Reid’s new album takes baby steps in that direction with “Flatbush and Church Revisited,” about the Caribbean neighborhood in Brooklyn where he grew up, and “Prof. Bebey,” a tribute to the Cameroonian anthropologist and guitarist. But the album also includes “Wildlife” by fusion legend Tony Williams, two songs by British rock bands and several songs that sound like sci-fi movie soundtracks.

His first record with Ulmer was so successful that Reid arranged for a follow-up session, this time in New York. The idea was to make a record as northern and urban as the first one had been southern and rural. The songs included Jimmy Reed’s “Going to New York” and “Bright Lights, Big City,” Johnny Copeland’s “Ghetto Child,” Muddy Waters’ “The Blues Had a Baby and Called It Rock N Roll” and Ulmer’s own “Are You Glad to Be in America?” It was released in 2003 as No Escape From the Blues: The Electric Lady Sessions. Two years later Reid produced Birthright, an album that showcased Ulmer unaccompanied for the first time.

“Take My Music Back to the Church,” the opening track on Birthright, begins with a 30-second guitar intro, stabbing runs at a progression from different angles, phrases that could be described as harmolodic as easily as old-school blues.

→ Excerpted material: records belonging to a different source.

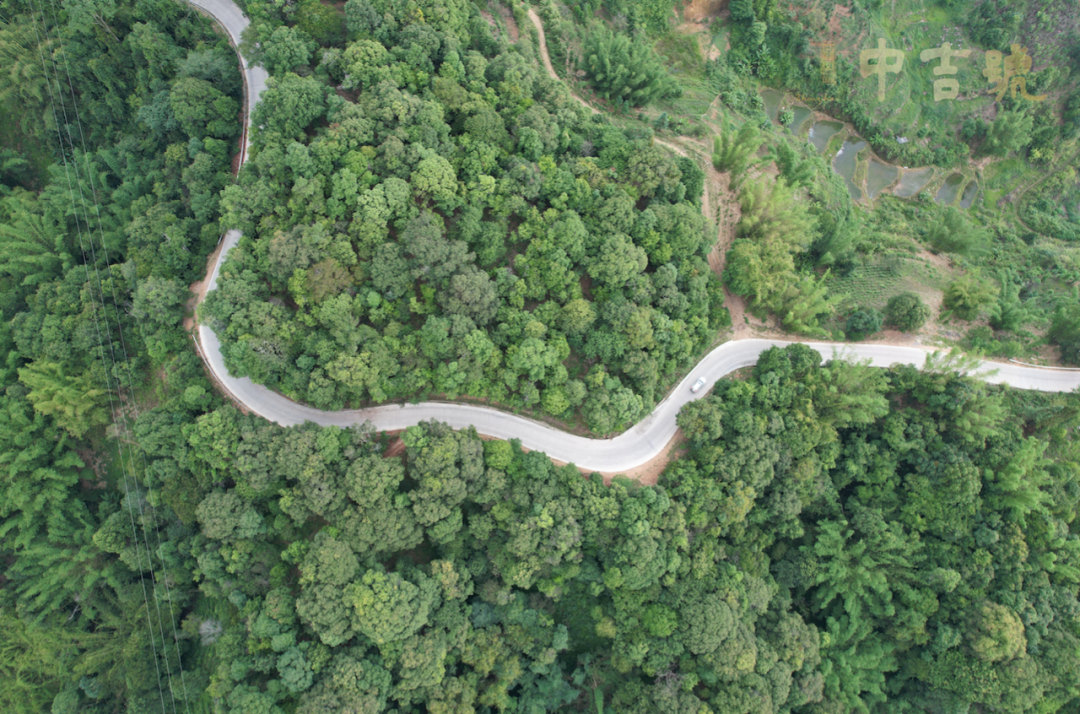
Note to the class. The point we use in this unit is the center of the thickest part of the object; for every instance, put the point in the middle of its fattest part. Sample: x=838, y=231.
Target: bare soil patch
x=508, y=17
x=703, y=10
x=648, y=473
x=199, y=290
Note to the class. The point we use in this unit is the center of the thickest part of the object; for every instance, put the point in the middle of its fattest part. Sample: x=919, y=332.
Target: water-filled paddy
x=969, y=194
x=845, y=163
x=801, y=113
x=948, y=190
x=913, y=182
x=771, y=99
x=823, y=131
x=879, y=176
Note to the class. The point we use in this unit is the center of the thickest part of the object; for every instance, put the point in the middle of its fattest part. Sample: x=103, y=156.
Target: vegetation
x=906, y=312
x=426, y=213
x=623, y=70
x=461, y=229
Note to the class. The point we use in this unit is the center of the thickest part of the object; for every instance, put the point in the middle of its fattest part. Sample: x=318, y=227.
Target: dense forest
x=456, y=225
x=427, y=214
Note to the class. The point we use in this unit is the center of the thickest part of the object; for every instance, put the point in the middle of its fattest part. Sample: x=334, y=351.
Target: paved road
x=234, y=22
x=634, y=447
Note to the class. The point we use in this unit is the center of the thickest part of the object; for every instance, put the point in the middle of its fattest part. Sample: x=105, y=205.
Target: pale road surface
x=636, y=446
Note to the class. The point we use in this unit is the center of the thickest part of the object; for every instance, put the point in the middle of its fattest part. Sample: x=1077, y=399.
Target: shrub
x=967, y=295
x=623, y=69
x=954, y=233
x=906, y=311
x=863, y=323
x=1065, y=333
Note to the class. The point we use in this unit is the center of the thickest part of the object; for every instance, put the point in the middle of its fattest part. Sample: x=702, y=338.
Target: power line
x=131, y=386
x=97, y=328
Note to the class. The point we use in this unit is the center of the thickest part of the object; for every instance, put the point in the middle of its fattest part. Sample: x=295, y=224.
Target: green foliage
x=1065, y=333
x=797, y=171
x=863, y=323
x=968, y=295
x=906, y=312
x=1011, y=131
x=737, y=152
x=75, y=402
x=954, y=233
x=624, y=70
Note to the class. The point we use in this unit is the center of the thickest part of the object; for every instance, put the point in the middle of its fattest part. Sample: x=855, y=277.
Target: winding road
x=637, y=445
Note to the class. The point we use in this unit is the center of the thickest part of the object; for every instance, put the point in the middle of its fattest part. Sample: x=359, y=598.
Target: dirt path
x=547, y=59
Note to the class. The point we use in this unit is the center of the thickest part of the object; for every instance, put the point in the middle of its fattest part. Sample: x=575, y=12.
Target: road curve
x=634, y=447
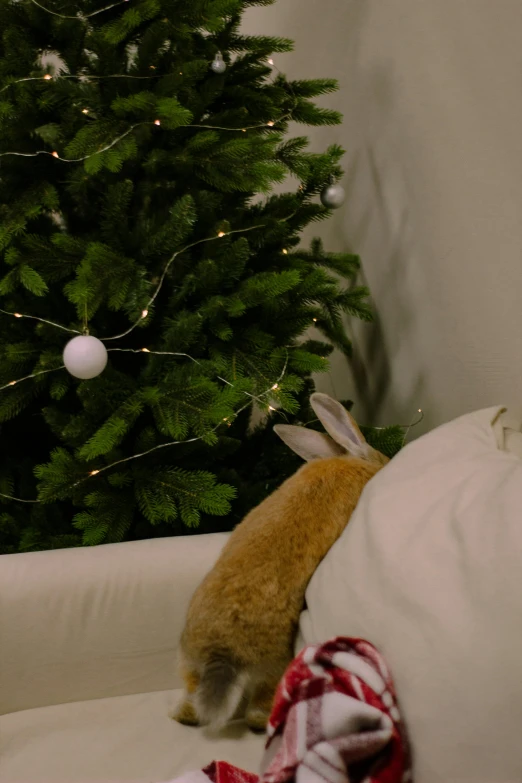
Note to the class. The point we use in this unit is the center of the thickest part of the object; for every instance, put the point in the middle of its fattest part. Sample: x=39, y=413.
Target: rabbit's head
x=344, y=438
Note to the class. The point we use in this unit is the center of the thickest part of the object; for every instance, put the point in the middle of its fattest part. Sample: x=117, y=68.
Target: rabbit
x=242, y=620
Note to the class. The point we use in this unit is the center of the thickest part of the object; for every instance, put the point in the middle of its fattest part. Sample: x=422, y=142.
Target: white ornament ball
x=85, y=356
x=333, y=196
x=218, y=64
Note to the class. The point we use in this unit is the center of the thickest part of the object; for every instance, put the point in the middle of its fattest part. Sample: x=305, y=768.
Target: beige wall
x=432, y=96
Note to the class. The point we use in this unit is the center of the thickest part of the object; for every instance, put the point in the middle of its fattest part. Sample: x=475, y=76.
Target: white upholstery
x=117, y=740
x=88, y=642
x=429, y=570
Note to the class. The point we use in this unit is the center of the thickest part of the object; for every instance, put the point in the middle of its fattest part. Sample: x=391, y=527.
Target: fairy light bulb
x=218, y=64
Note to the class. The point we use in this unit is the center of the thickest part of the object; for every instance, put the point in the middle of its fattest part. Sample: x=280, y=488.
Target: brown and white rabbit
x=242, y=620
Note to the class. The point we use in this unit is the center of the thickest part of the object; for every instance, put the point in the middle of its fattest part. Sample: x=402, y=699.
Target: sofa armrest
x=88, y=623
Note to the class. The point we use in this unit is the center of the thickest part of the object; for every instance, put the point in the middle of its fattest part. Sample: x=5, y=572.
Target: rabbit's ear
x=308, y=443
x=340, y=425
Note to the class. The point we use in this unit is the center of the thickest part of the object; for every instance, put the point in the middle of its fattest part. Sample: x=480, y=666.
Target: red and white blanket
x=335, y=720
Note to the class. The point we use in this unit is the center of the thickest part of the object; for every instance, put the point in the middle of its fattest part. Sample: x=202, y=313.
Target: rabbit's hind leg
x=185, y=712
x=262, y=698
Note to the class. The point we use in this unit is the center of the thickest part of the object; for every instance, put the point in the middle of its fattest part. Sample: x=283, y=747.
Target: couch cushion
x=125, y=738
x=429, y=570
x=96, y=622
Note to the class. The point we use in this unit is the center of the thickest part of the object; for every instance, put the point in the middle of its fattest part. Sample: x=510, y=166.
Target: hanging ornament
x=218, y=64
x=85, y=356
x=333, y=196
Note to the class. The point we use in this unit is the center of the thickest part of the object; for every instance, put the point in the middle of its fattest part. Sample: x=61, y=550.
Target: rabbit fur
x=242, y=620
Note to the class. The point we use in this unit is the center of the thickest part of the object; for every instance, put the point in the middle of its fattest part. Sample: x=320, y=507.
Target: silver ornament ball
x=333, y=196
x=85, y=356
x=218, y=64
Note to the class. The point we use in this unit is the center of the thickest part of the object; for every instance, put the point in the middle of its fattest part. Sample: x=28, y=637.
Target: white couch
x=88, y=643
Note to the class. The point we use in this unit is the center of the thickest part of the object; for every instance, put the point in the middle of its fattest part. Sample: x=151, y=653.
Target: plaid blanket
x=335, y=720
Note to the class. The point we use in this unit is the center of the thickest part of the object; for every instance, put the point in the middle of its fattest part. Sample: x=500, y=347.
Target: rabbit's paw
x=185, y=714
x=256, y=720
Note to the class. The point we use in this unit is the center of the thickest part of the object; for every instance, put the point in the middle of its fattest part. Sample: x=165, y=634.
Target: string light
x=74, y=160
x=166, y=269
x=41, y=320
x=126, y=133
x=79, y=17
x=161, y=445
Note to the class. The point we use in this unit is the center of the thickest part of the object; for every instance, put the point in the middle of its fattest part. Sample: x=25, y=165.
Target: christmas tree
x=140, y=144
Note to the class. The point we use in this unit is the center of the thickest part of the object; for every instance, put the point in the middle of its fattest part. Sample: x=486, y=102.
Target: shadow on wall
x=382, y=376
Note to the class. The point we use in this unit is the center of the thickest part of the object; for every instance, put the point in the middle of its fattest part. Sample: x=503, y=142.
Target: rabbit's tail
x=221, y=687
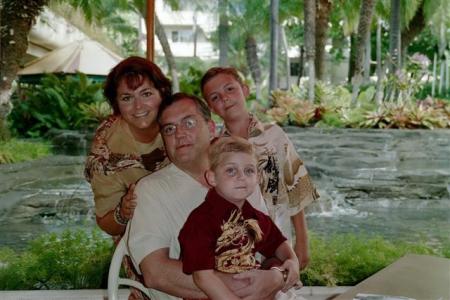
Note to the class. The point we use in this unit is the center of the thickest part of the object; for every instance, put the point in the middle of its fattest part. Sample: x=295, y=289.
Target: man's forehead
x=179, y=110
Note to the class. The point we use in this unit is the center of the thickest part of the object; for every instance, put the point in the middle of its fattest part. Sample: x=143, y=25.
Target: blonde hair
x=229, y=144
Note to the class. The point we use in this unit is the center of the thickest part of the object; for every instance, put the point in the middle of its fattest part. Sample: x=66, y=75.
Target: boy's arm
x=285, y=253
x=301, y=246
x=165, y=274
x=213, y=286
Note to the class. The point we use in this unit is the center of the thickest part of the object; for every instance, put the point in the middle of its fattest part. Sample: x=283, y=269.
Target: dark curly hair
x=134, y=70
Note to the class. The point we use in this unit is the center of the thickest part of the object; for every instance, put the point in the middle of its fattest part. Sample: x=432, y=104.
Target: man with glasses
x=166, y=198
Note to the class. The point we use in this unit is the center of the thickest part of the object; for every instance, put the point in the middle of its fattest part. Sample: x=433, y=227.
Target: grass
x=348, y=259
x=80, y=260
x=16, y=150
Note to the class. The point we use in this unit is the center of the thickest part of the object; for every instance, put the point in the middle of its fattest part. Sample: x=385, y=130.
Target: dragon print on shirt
x=235, y=246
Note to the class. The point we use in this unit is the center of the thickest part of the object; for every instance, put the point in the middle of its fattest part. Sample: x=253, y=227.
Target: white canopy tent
x=85, y=56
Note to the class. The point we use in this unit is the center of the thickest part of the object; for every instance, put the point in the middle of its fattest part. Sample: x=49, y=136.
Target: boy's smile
x=226, y=96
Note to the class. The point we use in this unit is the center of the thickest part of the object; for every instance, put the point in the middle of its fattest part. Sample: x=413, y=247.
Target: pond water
x=394, y=185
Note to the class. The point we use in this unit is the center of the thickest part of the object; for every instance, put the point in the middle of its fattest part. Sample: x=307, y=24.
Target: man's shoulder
x=166, y=178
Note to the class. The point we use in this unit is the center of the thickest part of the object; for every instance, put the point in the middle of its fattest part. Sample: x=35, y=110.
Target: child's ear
x=245, y=90
x=210, y=178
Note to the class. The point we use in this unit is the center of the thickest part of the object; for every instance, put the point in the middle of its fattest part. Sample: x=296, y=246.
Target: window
x=182, y=36
x=174, y=36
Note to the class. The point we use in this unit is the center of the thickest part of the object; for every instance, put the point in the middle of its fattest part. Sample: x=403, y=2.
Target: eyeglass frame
x=182, y=124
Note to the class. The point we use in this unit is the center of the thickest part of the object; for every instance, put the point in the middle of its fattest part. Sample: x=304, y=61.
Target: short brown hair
x=228, y=144
x=134, y=70
x=214, y=71
x=202, y=107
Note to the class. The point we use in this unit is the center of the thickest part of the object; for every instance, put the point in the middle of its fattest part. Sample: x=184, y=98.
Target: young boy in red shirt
x=285, y=184
x=225, y=231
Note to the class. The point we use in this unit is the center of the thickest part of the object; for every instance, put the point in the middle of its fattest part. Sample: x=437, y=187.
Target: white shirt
x=164, y=201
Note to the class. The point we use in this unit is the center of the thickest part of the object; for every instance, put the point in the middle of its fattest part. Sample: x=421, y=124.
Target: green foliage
x=15, y=150
x=347, y=259
x=80, y=260
x=57, y=102
x=190, y=79
x=332, y=108
x=71, y=260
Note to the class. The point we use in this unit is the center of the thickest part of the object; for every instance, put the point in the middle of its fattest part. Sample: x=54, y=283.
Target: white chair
x=114, y=281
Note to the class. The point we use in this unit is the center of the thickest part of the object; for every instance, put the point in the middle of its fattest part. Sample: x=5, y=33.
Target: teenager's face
x=138, y=107
x=190, y=140
x=226, y=96
x=235, y=178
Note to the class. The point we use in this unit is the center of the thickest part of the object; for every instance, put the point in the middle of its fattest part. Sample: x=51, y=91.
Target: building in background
x=188, y=30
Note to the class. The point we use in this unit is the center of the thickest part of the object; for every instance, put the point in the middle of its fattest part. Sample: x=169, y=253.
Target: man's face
x=190, y=139
x=226, y=96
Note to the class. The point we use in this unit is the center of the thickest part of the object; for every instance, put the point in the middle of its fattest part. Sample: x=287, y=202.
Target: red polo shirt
x=214, y=230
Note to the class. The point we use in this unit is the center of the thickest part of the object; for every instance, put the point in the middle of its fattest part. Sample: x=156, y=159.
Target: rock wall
x=377, y=167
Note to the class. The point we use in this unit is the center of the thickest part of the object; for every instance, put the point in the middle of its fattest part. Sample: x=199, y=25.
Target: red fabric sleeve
x=272, y=237
x=197, y=242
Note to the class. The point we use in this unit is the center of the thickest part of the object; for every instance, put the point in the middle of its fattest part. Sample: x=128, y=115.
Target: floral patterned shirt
x=116, y=160
x=284, y=180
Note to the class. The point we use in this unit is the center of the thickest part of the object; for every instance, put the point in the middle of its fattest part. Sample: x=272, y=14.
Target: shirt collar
x=254, y=129
x=221, y=206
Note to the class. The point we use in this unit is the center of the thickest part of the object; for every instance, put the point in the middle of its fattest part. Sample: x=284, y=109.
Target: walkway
x=309, y=293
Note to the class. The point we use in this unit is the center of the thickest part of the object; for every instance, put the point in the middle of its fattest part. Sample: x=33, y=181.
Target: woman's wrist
x=279, y=277
x=118, y=216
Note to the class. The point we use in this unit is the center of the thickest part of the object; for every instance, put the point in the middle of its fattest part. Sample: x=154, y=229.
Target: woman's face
x=138, y=107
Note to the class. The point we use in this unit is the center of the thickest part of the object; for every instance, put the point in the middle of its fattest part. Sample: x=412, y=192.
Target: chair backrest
x=114, y=281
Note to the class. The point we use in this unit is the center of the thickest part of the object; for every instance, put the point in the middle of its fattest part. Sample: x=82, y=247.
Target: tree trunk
x=194, y=30
x=223, y=33
x=323, y=10
x=414, y=28
x=351, y=58
x=251, y=53
x=162, y=37
x=310, y=26
x=17, y=18
x=274, y=35
x=380, y=69
x=301, y=64
x=365, y=20
x=367, y=60
x=394, y=36
x=286, y=52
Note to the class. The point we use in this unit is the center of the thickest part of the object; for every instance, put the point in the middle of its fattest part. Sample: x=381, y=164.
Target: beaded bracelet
x=283, y=272
x=118, y=217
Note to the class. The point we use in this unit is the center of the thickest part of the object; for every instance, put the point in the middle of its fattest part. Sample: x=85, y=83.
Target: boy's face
x=226, y=96
x=235, y=177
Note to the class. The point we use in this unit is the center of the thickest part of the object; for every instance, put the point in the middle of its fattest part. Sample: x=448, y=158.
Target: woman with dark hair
x=127, y=146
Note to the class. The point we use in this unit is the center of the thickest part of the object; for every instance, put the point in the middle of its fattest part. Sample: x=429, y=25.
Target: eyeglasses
x=189, y=122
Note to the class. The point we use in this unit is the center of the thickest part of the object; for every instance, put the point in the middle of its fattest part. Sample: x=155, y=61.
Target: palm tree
x=223, y=32
x=249, y=19
x=394, y=36
x=274, y=40
x=17, y=17
x=365, y=21
x=323, y=11
x=310, y=20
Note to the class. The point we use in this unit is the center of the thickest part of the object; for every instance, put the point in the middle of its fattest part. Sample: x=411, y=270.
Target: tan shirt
x=116, y=160
x=284, y=180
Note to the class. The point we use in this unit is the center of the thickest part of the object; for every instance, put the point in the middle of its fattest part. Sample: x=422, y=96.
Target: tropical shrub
x=80, y=260
x=57, y=102
x=332, y=108
x=15, y=150
x=348, y=259
x=71, y=260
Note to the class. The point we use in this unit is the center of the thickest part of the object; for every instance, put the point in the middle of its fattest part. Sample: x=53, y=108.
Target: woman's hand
x=291, y=265
x=302, y=252
x=128, y=203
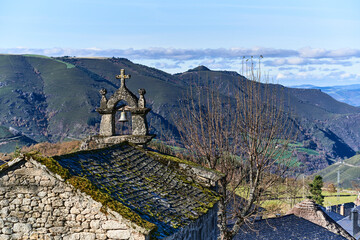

“My greatest ambition is to be a blues preacher,” he says. “When I sing ‘Let’s Talk About Jesus,’ I mean, ‘Let’s talk about what he done done, not what they said he done.’ I’ve written these songs about New Orleans, and it’s necessary that these songs be heard. It’s important that no one forget what happened in New Orleans so no one thinks they can get away with this shit again. Picasso painted a picture not because he wanted to make a picture but because he wanted to make a big statement. Music should be like that.”